Ivermectina: sarà questo il farmaco anticovid?
Ivermectina: è questo il nome del farmaco antiparassitario a cui il mondo intero guarda nella speranza che si riveli efficace contro il coronavirus. Un sentimento motivato dai risultati più che incoraggianti registrati in uno studio in vitro dal medicinale, che ha dimostrato di essere in grado di ridurre il virus responsabile dell’infezione di 5000 volte nell’arco di 48 ore all’interno di una coltura cellulare. L’ivermectina, dunque, sarebbe in grado di eliminare il coronavirus praticamente del tutto, ottenendo una significativa riduzione del patogeno dopo sole 24 ore.
Ivermectina, lo studio e la sperimentazione sull’uomo
Per dire che l’ivermectina è davvero la cura al coronavirus che tutto il mondo sta cercando trascorrerà però ancora del tempo. Lo studio che ha dimostrato l’efficacia del farmaco sul virus è infatti pre-clinico e in provetta: ciò vuol dire che saranno necessari ulteriori approfondimenti per testarne gli effetti sull’uomo. La ricerca che ha comunque entusiasmato la comunità scientifica è stata condotta da un team australiano guidato da scienziati dell’Università Monash di Clayton, i quali hanno collaborato con i colleghi del Victorian Infectious Diseases Reference Laboratory presso il Royal Melbourne Hospital, facente parte del Peter Doherty Institute for Infection and Immunity. Alcuni degli scienziati che hanno preso parte al progetto, a conferma della loro autorevolezza, sono componenti del gruppo che per primo ha isolato il coronavirus al di fuori della Cina.
Cos’è l’ivermectina?
Ma cos’è l’ivermectina? E come si spiega il suo successo – seppur in vitro – sul coronavirus? Iniziamo col definire l’appartenenza di questo farmaco alla famiglia delle avermectine. La scoperta che l’impiego di queste ultime era in grado di proteggere intere comunità da malattie gravi valse agli scienziati Satoshi Ōmura e William Cecil Campbell il premio Nobel per la Medicina nel 2015. Nello specifico, l’ivermectina è un farmaco antielmintico che uccide o promuove l’espulsione di vermi parassiti intestinali. Il suo utilizzo è molto diffuso in caso di strongiloidosi causata dal nematode Strongyloides stercoralis, nonché per tenere sotto controllo l’oncocercosi determinata dal nematode Onchocerca volvulus. L’ivermectina viene anche impiegata con successo nel trattamento di altre parassitosi quali scabbia, pediculosi, cecità fluviale e filariosi linfatica. Negli ultimi anni alcuni studi hanno dimostrato che il principio attivo possiede anche delle proprietà antivirali.

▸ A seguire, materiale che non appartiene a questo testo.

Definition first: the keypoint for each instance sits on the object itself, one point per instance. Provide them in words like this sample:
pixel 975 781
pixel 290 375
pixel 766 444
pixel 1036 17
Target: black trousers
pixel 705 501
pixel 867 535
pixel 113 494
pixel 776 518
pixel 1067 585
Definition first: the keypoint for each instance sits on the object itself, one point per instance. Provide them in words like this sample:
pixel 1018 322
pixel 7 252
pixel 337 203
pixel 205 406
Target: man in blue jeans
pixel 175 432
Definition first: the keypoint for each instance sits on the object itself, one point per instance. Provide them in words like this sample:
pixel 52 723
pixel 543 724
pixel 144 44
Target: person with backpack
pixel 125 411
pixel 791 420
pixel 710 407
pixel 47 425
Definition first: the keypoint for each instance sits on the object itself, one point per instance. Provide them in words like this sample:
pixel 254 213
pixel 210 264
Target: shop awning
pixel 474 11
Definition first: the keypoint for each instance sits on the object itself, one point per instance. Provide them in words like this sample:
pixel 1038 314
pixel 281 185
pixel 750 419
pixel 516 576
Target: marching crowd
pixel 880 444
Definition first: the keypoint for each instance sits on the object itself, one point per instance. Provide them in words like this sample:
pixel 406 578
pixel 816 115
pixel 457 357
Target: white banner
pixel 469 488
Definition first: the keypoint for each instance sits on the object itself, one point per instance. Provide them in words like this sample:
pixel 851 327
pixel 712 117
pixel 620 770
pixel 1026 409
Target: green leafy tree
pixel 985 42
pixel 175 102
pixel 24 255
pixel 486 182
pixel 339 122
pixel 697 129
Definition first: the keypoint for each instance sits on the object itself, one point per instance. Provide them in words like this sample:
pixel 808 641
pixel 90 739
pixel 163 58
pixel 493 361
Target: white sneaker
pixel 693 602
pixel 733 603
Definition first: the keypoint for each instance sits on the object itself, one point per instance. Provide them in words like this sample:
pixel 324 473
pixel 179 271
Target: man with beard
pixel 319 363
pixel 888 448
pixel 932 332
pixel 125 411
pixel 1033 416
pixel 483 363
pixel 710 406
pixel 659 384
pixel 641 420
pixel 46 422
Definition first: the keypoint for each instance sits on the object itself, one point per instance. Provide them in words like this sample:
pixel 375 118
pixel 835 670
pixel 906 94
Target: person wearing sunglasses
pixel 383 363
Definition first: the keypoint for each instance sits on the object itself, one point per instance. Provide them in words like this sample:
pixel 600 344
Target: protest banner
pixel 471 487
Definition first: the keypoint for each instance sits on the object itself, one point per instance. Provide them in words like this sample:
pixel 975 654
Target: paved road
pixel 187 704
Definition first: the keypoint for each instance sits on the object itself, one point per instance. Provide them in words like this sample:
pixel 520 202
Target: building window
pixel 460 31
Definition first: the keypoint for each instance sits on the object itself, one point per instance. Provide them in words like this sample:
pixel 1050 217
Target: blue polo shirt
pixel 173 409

Ivermectina contro il coronavirus
Diverse ricerche attestano l’efficacia dell’ivermectina contro il virus Hiv responsabile dell’Aids, oltre che zika, dengue e altri ancora. Ma è stato un altro aspetto a portare il team di ricerca guidato dalla dottoressa Kylie Wagstaff, ricercatrice presso il Monash Biomedicine Discovery Institute (BDI), a pensare che l’ivermectina potesse risultare utile contro il coronavirus. Quale? La sua efficacia nei virus a Rna come l’encefalite equina venezuelana (Veev) e il West Nile, e cioè della stessa “matrice” del SARS-CoV-2.

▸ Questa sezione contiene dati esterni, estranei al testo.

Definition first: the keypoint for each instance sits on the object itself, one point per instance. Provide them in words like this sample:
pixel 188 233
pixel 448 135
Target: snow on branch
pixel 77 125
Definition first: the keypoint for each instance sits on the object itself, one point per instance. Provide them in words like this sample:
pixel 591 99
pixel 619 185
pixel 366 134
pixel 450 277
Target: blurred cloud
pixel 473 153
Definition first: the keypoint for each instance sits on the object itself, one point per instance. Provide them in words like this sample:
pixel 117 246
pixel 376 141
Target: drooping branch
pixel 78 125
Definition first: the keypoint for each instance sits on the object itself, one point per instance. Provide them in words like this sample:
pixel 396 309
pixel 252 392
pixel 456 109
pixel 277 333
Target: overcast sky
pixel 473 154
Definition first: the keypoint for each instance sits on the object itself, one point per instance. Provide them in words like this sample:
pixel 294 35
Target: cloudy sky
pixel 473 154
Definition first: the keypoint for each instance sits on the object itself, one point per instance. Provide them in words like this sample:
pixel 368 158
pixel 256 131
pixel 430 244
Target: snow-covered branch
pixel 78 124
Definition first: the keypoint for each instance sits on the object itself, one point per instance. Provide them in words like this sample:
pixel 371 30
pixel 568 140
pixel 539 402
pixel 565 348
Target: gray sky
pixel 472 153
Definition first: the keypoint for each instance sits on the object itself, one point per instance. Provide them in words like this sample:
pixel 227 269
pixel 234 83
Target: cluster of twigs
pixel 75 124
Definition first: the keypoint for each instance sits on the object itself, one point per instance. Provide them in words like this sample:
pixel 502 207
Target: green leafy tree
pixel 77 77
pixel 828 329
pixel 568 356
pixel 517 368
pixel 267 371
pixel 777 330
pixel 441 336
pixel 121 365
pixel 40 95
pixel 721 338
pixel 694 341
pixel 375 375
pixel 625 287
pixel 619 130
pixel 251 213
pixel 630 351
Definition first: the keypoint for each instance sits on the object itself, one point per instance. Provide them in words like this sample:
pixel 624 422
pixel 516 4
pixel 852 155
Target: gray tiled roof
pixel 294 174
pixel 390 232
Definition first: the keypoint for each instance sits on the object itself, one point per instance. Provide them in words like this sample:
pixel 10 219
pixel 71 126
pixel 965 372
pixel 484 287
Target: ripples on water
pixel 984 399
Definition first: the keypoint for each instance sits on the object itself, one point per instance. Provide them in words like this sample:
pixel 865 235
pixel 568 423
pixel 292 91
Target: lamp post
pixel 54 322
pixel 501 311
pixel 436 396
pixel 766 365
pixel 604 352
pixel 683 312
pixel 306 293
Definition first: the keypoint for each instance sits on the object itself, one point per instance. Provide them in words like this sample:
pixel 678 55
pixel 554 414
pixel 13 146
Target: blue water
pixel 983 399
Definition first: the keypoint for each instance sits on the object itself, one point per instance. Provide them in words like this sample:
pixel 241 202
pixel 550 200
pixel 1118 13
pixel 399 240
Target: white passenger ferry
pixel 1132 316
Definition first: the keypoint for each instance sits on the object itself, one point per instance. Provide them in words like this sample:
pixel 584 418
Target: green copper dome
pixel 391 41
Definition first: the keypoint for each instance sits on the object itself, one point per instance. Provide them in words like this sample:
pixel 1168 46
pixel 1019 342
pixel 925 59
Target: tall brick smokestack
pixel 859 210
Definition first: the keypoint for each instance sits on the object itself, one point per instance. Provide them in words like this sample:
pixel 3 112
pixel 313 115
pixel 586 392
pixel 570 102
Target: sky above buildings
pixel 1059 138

A rendere ancora più interessanti le prospettive di utilizzo dell’ivermectina vi è anche il fatto che esso faccia parte dell’elenco dei cosiddetti “farmaci essenziali” stilato dall’Oms (Organizzazione Mondiale della Sanità). A questo gruppo appartengono i medicinali considerati più sicuri, efficaci e importanti. Ne deriva che le maggiori agenzie del farmaco, come l’Fda negli Usa e l’Aifa in Italia, lo abbiano approvato da tempo. Ma c’è di più: l’ivermectina è un farmaco molto diffuso a livello globale e a basso costo.

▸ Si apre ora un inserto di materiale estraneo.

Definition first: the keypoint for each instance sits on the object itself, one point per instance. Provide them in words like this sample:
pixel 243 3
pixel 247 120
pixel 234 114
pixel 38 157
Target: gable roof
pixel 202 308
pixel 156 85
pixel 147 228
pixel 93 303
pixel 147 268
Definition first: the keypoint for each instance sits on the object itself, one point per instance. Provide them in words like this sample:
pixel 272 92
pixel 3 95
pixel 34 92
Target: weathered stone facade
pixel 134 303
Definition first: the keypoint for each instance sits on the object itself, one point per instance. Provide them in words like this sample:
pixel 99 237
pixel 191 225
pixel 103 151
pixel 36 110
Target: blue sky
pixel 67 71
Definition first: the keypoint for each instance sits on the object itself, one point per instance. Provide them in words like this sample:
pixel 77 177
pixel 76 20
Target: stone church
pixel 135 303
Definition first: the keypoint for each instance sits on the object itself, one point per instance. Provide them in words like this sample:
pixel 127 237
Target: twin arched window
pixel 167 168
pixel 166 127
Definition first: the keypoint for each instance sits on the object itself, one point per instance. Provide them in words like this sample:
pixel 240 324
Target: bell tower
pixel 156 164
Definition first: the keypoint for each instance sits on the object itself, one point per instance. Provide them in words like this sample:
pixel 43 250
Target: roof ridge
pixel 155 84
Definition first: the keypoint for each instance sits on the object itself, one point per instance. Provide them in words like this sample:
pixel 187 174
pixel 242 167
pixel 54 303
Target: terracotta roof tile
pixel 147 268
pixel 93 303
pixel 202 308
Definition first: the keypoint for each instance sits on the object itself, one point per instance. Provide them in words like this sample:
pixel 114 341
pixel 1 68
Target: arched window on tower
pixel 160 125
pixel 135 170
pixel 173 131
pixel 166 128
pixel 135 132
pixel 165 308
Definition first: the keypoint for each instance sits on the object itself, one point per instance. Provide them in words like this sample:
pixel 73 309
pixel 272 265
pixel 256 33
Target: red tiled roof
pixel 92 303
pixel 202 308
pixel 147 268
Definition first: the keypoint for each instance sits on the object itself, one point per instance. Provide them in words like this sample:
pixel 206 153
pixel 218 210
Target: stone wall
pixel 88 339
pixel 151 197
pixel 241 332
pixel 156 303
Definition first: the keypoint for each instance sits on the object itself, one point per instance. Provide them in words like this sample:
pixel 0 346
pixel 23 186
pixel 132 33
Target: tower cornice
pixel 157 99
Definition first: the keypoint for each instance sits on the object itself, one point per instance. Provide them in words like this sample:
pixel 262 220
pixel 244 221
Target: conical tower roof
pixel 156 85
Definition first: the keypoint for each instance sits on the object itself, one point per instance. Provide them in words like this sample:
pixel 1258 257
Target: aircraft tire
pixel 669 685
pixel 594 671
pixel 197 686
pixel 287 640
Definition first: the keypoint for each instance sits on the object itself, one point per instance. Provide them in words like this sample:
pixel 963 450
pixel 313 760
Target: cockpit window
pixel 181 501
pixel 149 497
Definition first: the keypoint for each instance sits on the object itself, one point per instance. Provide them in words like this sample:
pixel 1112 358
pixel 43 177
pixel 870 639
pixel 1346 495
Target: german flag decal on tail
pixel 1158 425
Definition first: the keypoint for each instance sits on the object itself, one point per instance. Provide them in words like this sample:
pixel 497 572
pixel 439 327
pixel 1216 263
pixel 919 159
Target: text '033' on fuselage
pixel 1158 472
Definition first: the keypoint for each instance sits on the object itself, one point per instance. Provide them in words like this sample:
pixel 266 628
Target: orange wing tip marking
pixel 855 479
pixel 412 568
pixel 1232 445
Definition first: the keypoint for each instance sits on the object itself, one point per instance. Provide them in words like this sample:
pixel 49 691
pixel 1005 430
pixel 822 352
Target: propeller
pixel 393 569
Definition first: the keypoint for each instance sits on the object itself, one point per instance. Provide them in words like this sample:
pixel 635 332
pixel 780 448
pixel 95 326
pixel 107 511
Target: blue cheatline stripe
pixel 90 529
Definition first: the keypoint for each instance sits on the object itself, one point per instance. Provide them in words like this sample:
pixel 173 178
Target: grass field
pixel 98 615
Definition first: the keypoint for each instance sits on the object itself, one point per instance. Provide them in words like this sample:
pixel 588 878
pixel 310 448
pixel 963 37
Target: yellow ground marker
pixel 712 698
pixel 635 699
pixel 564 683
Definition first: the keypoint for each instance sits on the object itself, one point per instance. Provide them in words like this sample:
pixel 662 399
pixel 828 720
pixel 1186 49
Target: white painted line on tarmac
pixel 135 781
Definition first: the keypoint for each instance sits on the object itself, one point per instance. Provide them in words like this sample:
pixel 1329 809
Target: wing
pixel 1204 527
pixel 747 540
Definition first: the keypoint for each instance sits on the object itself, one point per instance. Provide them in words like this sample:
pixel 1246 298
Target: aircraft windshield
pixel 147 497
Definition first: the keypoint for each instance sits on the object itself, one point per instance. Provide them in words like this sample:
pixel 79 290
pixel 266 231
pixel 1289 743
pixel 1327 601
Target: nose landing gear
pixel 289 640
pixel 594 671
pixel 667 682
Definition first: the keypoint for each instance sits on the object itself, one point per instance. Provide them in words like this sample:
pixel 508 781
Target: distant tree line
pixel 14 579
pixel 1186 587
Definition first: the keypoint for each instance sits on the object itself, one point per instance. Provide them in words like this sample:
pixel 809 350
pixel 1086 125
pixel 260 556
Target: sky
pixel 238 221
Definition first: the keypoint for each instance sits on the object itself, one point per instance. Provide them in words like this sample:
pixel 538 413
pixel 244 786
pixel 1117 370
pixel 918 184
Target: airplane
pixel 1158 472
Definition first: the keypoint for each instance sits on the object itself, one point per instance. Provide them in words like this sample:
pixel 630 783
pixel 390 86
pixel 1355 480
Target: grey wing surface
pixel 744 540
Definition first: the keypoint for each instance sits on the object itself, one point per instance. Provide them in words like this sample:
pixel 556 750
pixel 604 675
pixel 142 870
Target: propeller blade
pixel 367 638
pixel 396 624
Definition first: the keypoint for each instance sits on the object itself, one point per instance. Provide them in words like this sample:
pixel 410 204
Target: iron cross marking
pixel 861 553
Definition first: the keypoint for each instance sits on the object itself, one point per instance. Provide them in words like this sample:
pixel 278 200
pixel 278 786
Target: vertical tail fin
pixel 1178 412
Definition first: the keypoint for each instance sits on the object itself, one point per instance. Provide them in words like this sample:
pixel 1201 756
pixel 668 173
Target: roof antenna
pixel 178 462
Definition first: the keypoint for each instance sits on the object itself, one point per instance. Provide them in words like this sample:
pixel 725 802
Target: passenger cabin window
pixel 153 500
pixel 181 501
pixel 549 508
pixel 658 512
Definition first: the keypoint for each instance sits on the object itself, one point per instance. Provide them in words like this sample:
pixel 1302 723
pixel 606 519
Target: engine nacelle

Ciò vuol dire che se la sua efficacia contro il coronavirus fosse dimostrata sull’uomo il suo impiego di massa si rivelerebbe una vera e propria manna dal cielo per milioni di persone. Non resta che attendere le prossime fasi di studio clinico per capire se il dosaggio previsto per gli esseri umani coincida con quello necessario ad avere la meglio sul coronavirus.